Living in southern Costa Rica, the Boruca people have the fortune to enjoy tropical weather year round and live surrounded by lush vegetation where everything grows rapidly and abundantly. But for many reasons, villagers have limited access to fresh fruits and produce, so we started a project to introduce high quality fruit tree varieties.

Our Fruit Tree Planting project is now in its third year and since 2020, Lucuma Designs has contributed with over 200 fruit trees benefiting over 50 families. Many of those first year trees are already bearing fruit, and the enthusiasm for more fruit trees is growing as people realize how easy it is to care for them.

Every year, we invite about 15 artist partners to select two fruit trees for their family plus recommend a neighbor to receive two more. That way, we reach beyond the artists' families we work with to spread good will and healthy food throughout the community. The varieties most often requested include avocados (aguacates), mangos, oranges (naranjas), lemons (limones), coconut (pipa-coco enano), zapote, carambola, rambutan (similar to Lychee) and other tropical fruits. 

School Tree Planting!

This August 2022, during our visit, Lucuma Designs donated 12 fruit trees to the elementary school. Together with a few of our artist friends, we had the opportunity to show a bunch of 11-12 year old kids how to get their hands dirty planting trees!

It was a rewarding experience and at the same time eye opening. We were puzzled to find out that most students in this rural, agricultural community had very little experience with planting or growing trees. Yet these young people quickly overcame their hesitation, started planting and were soon looking forward to having more fresh fruits available.  

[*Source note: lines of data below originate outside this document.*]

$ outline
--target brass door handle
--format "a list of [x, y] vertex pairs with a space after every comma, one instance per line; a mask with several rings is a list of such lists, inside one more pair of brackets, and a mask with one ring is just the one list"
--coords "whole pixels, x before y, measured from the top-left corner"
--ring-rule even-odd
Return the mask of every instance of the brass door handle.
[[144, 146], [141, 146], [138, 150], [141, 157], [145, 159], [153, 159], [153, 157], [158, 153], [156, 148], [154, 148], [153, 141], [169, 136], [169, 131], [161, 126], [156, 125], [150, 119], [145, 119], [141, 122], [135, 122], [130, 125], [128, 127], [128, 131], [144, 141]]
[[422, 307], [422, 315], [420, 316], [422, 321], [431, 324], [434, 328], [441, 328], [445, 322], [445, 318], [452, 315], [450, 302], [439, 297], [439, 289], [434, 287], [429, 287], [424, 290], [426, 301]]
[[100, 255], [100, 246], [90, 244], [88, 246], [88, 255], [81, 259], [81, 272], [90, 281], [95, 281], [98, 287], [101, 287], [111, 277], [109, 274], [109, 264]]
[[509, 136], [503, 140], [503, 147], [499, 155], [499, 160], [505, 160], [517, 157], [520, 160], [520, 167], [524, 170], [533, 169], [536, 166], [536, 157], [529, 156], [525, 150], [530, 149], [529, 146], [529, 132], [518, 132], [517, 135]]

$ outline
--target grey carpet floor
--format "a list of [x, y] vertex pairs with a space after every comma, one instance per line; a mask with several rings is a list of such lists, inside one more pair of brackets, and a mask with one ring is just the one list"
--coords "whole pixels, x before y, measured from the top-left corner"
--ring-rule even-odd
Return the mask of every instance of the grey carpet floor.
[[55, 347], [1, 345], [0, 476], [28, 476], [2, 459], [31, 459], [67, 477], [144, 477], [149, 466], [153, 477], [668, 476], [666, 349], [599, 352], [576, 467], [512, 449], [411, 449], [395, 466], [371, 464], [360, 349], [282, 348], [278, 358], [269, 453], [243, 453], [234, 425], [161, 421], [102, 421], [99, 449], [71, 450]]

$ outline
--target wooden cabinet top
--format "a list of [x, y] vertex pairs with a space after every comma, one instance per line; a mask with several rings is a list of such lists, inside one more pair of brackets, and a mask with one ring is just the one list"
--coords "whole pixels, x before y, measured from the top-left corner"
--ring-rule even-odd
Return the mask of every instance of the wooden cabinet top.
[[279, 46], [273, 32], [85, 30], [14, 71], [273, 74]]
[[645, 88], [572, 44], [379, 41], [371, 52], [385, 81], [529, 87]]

It is our hope that these mangos, avocados, lemons and other tropical fruits planted will grow strong and produce tasty fruits to contribute to their school lunch program.

What next? 

This was our first time being present for the distribution and planting, and we saw first hand the enthusiasm and were reassured that the fruit trees are cherished.  As we continue this project we will be looking for ways to deliver some basic horticultural education. More knowledge on how to properly take care and propagate the trees seems to be needed.